Noting further that the new and pioneering individual child MPI is an official companion statistic to the national MPI, the report said that measured at the individual level and covering children aged 0-4, the child MPI includes every indicator of the national MPI (all poor children by national MPI remain poor) and extends it to consider two pivotally important deprivations in Sri Lanka, i.e. undernutrition and early childhood development. By this linked child MPI, 42.2% of children 0-4 years of age are MPI poor, and an alarming one-third of young children are poor and undernourished. Shining a light on children, and profiling important gaps in preschool attendance and in active parental stimulation of cognitive development is vital because deprivations during childhood can last a lifetime.

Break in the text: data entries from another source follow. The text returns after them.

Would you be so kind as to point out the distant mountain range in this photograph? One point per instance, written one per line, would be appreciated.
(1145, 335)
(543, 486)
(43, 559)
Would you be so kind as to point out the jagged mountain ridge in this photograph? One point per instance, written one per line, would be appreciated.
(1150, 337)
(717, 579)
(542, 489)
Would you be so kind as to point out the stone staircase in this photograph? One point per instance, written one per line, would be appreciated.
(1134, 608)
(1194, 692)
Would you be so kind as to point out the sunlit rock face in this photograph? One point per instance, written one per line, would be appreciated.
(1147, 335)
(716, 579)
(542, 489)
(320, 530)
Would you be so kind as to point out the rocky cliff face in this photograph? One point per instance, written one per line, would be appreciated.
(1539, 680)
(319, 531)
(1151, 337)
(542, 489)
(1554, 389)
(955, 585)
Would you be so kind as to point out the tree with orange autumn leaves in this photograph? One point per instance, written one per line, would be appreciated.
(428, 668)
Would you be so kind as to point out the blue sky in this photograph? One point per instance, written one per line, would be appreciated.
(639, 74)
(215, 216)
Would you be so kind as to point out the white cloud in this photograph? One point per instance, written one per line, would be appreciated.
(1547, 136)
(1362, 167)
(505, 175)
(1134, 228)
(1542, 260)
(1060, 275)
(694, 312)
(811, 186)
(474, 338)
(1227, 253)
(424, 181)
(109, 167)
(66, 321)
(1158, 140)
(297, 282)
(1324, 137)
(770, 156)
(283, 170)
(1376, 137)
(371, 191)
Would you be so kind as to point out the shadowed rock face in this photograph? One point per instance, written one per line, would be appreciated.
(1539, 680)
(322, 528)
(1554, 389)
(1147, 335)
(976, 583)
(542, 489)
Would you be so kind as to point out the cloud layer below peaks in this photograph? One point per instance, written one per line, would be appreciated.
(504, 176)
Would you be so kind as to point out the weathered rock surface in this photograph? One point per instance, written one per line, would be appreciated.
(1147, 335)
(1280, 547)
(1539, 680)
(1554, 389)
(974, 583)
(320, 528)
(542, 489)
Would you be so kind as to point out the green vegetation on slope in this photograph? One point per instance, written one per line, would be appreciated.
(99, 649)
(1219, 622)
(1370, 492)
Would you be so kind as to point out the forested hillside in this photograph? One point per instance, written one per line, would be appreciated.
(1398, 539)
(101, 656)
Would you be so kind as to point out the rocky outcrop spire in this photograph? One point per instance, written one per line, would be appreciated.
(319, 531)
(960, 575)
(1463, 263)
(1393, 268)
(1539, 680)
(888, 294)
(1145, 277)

As per the report, regardless of the abovementioned situation, there are also positive findings, such as the fact that there are no statistically significant differences between the poverty levels of girls and boys in Sri Lanka: “The aim of the national MPI in Sri Lanka is to offer clear and rigorous statistics that illuminate the level and shape of multidimensional poverty, provide relevant information on where to target, allocate budgetary resources, design multisectoral policies, and coordinate anti-poverty activities. It is complemented by the child MPI, which has the same objectives for children. While this data was collected before the Covid-19 pandemic, the next wave of data will show how the pandemic impacted the poor.”
The report added that in future, the national and child MPIs will be used to monitor trends – a function they can effectively achieve, because if any deprivation of any poor person is reduced, MPI will decrease.